Sadly, most software developers/engineers have never read that book... because they're too busy trying to push out a massive MVP on a tight schedule so customers will open their wallets. ;)
 

Nathaniel Lee

Adventurer
All the digital partners get pre-release copies of new content. I suspect they all get it when the final copy goes to the printer. Part of how we know that DDB does indeed get pre-release info is some of the upcoming release spoilers are directly done because people interrogate the DDB API and find new stuff. For instance... shows how this method was used to discover the Name of Fizban's book.
They get that sort of heads up for the official publications so they can actually have the content ready on the release date. :) IIRC there was even one case where people who had pre-ordered one book on D&D Beyond were able to access parts of it before the official release date, but I may be misremembering...

It's not the same deal with UA. The dev team has said on numerous occasions that they find out about it basically when everyone else does.
 

Nathaniel Lee

Adventurer
Is that mechanics built in or just the articles? I wonder why they don't advertise that. Is that in their app? I couldn't find it on their website and a google search was rather futile.
That's just the JSON dump you can get if you know how to construct the appropriate URLs for the API endpoints. It's how third-party developers are able to build tools around the D&D Beyond content, e.g. the Beyond 20 extension.
I looked at the completely wrong thing there. LOL. My bad.
 

They get that sort of heads up for the official publications so they can actually have the content ready on the release date. :) IIRC there was even one case where people who had pre-ordered one book on D&D Beyond were able to access parts of it before the official release date, but I may be misremembering...

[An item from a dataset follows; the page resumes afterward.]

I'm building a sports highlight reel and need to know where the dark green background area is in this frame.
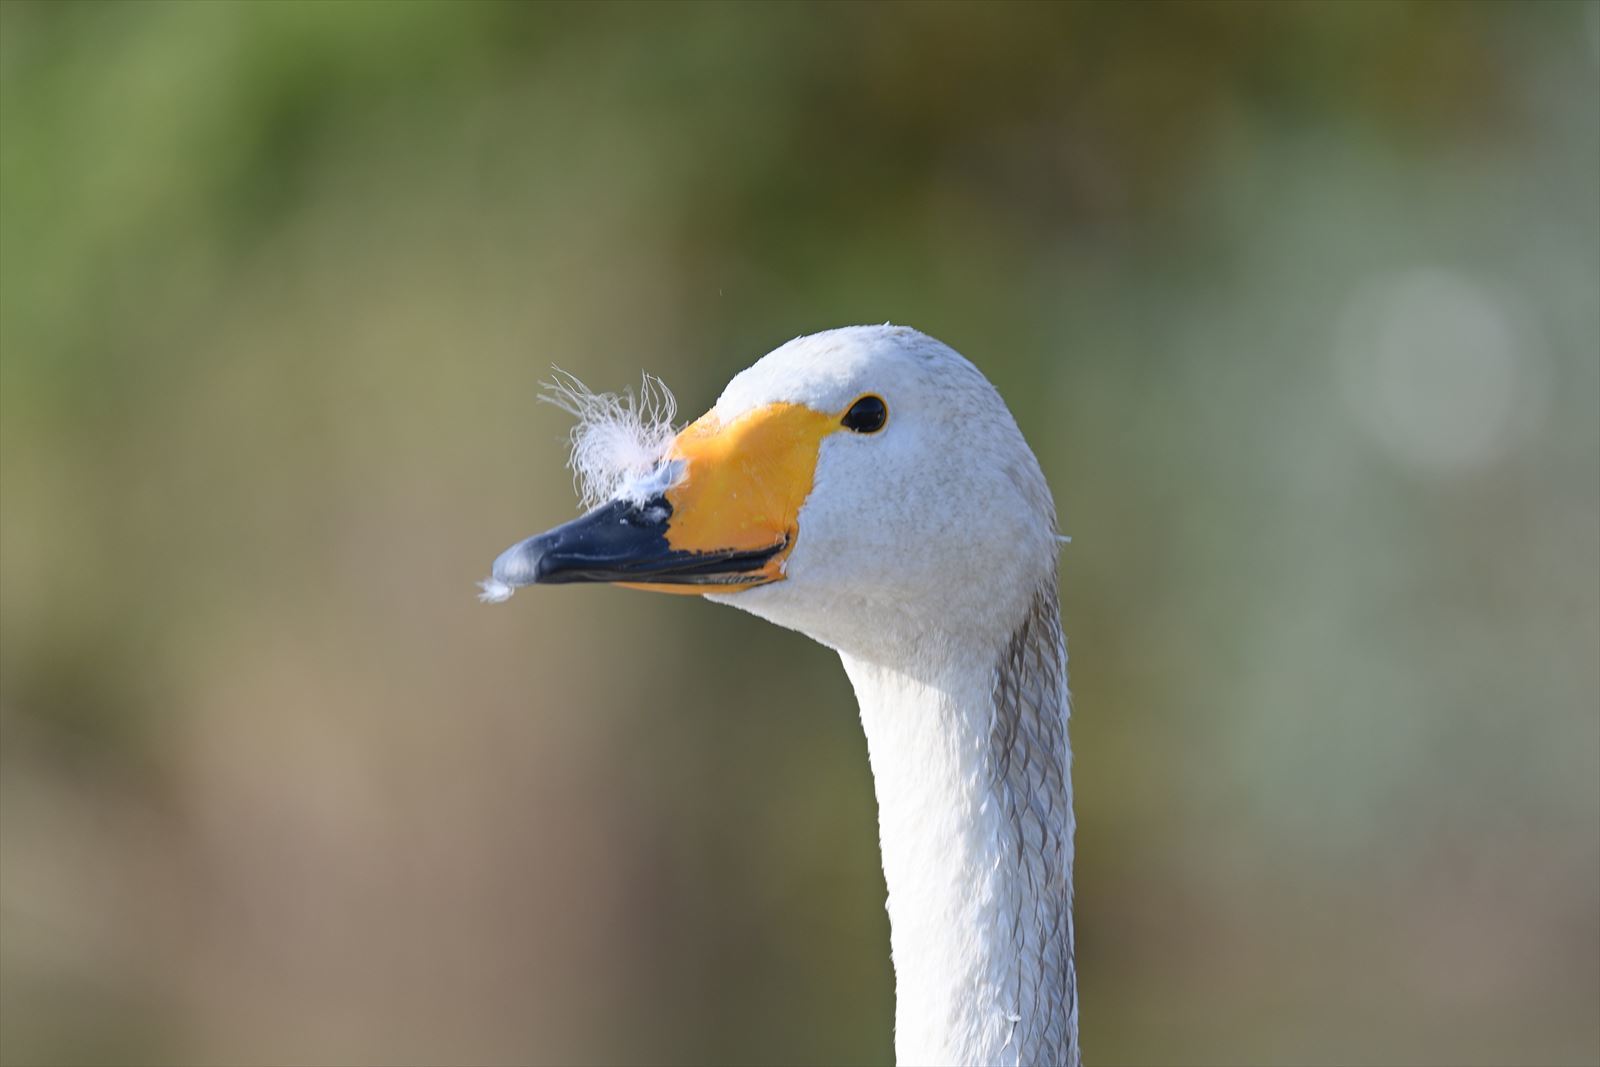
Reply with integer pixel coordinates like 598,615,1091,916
2,3,1596,1064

It's not the same deal with UA. The dev team has said on numerous occasions that they find out about it basically when everyone else does.
Correct for UA articles. Didn't realize that was the limit of the point in discussion. But it makes sense.

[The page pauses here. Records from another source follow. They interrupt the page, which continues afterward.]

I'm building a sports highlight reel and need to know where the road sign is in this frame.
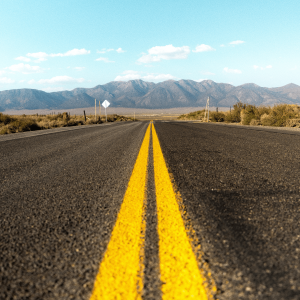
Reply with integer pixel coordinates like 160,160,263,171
102,100,110,108
102,100,110,122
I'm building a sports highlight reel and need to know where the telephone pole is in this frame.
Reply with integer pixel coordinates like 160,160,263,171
204,97,210,122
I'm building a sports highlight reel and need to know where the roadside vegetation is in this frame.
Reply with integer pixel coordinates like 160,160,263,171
0,112,135,135
178,103,300,128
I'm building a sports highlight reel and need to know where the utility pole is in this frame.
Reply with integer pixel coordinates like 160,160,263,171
95,99,96,121
204,97,210,122
99,101,101,119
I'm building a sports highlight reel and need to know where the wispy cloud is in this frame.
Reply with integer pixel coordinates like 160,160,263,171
7,63,43,74
38,76,85,84
0,77,15,84
114,70,176,81
253,65,272,70
116,47,125,53
229,40,245,45
142,74,176,81
26,48,90,62
95,57,115,63
192,44,215,53
115,70,141,81
224,67,242,74
15,56,31,62
97,48,125,54
138,44,190,64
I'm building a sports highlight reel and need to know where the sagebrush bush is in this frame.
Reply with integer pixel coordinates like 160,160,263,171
0,112,133,135
210,112,225,122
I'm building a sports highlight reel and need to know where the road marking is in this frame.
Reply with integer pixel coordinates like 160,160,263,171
90,123,151,300
152,123,208,300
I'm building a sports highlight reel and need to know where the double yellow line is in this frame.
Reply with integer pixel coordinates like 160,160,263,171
90,123,213,300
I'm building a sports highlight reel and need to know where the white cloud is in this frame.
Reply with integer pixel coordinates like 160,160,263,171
224,67,242,74
195,79,207,82
138,44,190,63
95,57,115,63
220,44,225,47
116,47,125,53
229,40,245,45
7,63,42,74
35,58,48,63
15,56,31,62
142,74,176,81
51,48,90,57
74,67,85,71
253,65,272,70
0,77,15,84
19,80,25,83
115,70,141,81
97,48,124,54
114,70,176,82
0,70,5,76
38,76,85,84
28,79,36,84
27,52,48,59
193,44,215,53
26,49,90,61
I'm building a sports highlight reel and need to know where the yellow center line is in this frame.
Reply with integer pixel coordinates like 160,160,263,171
90,123,151,300
152,123,208,300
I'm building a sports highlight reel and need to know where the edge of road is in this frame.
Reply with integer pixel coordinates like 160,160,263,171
169,120,300,135
0,121,138,142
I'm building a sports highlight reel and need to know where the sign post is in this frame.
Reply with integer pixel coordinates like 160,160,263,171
102,100,110,122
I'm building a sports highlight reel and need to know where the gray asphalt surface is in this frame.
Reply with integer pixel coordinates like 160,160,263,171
2,121,300,299
154,121,300,300
0,122,148,299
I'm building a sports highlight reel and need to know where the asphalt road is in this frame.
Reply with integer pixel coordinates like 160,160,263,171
0,122,148,300
1,121,300,299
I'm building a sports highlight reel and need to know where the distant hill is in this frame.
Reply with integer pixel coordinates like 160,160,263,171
1,79,300,111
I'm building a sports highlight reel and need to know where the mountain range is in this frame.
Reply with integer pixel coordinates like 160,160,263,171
1,79,300,111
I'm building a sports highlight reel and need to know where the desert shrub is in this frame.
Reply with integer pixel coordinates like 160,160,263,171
267,104,299,126
285,119,300,128
225,102,246,122
249,119,261,126
0,113,16,125
62,112,70,122
178,110,205,120
1,118,40,134
257,106,271,117
210,112,225,122
241,105,258,125
260,113,276,126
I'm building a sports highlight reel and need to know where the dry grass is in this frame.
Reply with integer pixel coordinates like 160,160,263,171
178,103,300,128
0,112,135,135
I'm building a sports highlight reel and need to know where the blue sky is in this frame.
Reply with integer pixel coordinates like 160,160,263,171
0,0,299,92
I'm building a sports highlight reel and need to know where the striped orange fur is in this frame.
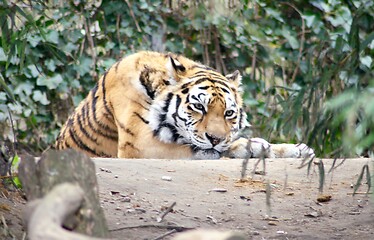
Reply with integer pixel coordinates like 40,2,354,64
55,51,247,159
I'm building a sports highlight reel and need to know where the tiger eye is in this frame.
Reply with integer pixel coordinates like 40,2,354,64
193,103,204,111
225,110,234,117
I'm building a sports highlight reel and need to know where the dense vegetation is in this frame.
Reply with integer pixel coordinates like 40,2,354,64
1,0,373,158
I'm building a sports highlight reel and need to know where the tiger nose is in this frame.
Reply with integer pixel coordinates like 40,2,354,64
206,133,224,146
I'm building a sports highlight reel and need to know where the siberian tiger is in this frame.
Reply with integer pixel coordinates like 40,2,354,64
55,51,314,159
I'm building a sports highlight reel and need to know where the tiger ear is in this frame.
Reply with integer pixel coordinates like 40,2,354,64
167,55,186,81
225,70,242,88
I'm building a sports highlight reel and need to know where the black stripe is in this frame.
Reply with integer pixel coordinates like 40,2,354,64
87,116,118,141
173,95,187,123
192,70,226,79
239,108,244,129
172,95,182,124
103,113,114,122
181,88,189,94
191,65,217,72
159,123,181,142
125,128,135,136
58,123,69,145
101,72,114,119
188,77,232,92
121,142,138,151
134,112,149,124
76,110,98,144
84,102,118,141
131,99,150,111
175,95,181,114
187,105,194,112
162,93,173,113
68,127,101,157
65,141,71,149
191,95,199,101
221,88,230,94
158,113,166,125
139,67,156,99
114,60,121,72
116,119,135,136
91,85,117,135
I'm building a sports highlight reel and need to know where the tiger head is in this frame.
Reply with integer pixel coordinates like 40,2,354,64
149,56,248,159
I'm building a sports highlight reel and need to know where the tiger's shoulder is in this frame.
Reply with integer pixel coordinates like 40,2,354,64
55,51,243,158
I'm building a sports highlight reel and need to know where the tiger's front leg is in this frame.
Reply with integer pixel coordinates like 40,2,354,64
226,137,315,159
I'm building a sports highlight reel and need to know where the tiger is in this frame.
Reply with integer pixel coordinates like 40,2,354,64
55,51,314,160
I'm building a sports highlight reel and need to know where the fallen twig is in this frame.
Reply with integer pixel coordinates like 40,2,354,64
152,229,177,240
157,201,176,223
347,192,372,195
109,224,194,232
240,158,249,180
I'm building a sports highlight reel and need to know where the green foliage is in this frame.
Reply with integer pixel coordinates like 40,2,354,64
0,0,373,157
10,154,22,188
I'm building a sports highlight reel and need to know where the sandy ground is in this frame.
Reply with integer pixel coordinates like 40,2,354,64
95,158,374,240
1,157,373,239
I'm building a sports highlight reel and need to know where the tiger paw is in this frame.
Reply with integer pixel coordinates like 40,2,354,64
225,137,271,158
194,149,221,160
268,143,315,158
225,137,250,158
226,137,315,159
249,138,271,158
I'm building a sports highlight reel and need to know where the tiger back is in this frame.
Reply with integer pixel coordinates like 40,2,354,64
55,51,247,159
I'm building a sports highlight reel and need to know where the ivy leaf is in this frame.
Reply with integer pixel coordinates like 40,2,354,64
75,57,92,76
281,27,299,49
37,74,63,89
27,65,40,78
32,90,50,105
304,14,316,28
27,34,43,47
360,56,372,68
0,47,6,61
45,30,59,44
45,59,56,72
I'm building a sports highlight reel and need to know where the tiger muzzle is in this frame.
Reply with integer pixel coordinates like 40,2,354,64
205,133,224,146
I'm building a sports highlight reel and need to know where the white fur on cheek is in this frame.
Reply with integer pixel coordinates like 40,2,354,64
158,128,173,142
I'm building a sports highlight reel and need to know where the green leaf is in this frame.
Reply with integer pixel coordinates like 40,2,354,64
27,34,43,48
360,31,374,50
45,59,56,72
0,92,6,101
75,58,92,76
304,14,316,28
11,154,20,173
265,8,284,23
37,74,63,89
12,177,22,189
0,74,16,102
45,30,59,44
0,47,6,61
281,27,299,49
27,65,40,78
32,90,50,105
360,55,372,68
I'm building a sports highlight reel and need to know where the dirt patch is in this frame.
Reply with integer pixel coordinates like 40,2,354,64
1,158,373,239
96,158,374,240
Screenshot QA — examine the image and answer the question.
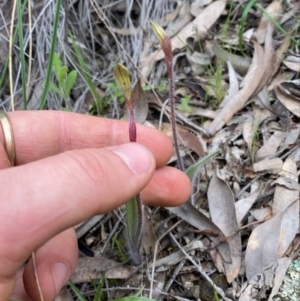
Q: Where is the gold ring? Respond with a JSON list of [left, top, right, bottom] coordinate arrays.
[[0, 111, 16, 166]]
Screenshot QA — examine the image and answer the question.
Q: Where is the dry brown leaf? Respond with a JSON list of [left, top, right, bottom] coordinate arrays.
[[124, 80, 148, 124], [252, 24, 275, 96], [272, 157, 299, 257], [71, 257, 132, 283], [250, 207, 272, 221], [165, 2, 193, 37], [274, 85, 300, 117], [207, 171, 242, 283], [245, 201, 298, 292], [220, 61, 239, 108], [161, 122, 205, 156], [283, 58, 300, 72], [253, 158, 283, 173], [235, 190, 260, 226], [255, 1, 282, 44], [255, 130, 285, 162], [167, 202, 232, 263], [140, 1, 226, 80], [267, 257, 292, 301], [270, 34, 291, 80], [208, 42, 265, 136]]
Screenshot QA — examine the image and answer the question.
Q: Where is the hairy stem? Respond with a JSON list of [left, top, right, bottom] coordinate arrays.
[[165, 59, 184, 171], [127, 106, 144, 265], [126, 194, 144, 265], [129, 108, 136, 142]]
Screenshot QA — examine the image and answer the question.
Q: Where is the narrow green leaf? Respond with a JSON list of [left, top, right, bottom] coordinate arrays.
[[185, 149, 221, 181], [69, 33, 103, 111], [93, 274, 105, 301], [126, 195, 143, 265], [65, 70, 77, 98], [49, 82, 64, 97], [58, 65, 68, 87], [238, 0, 257, 56], [52, 52, 62, 77], [68, 280, 89, 301]]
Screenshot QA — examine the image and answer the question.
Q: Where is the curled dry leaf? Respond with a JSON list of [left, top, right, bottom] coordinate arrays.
[[208, 42, 265, 136], [161, 122, 205, 156], [274, 85, 300, 117], [207, 171, 242, 283], [220, 60, 239, 107], [283, 56, 300, 72], [255, 130, 285, 162], [252, 24, 275, 96]]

I will say though, that each UA article is usually not very long. They normally come out at a somewhat regular schedule, so having resources available to start converting them in a reasonable time frame shouldn't be too hard. And, again, depending upon your platform's architecture, should take all that long to convert the very limited amount of content that any given UA article releases. 8-1/2 pages in this case. And I don't see why it matter so much if the content is not available for a week or two after release. So what if the content is not available when the survey comes out. Is the survey really that important for the majority of the user base?

I also don't understand why it would be hard for DDB to implement. Sure, normally sub-classes are linked to a specific class only, but even if your architecture is limited this way, just make duplicates of the Strix sub-classes, one for each primary class that the sub-class can be used with. That's the solution FG seems to have used. It seems to work just fine.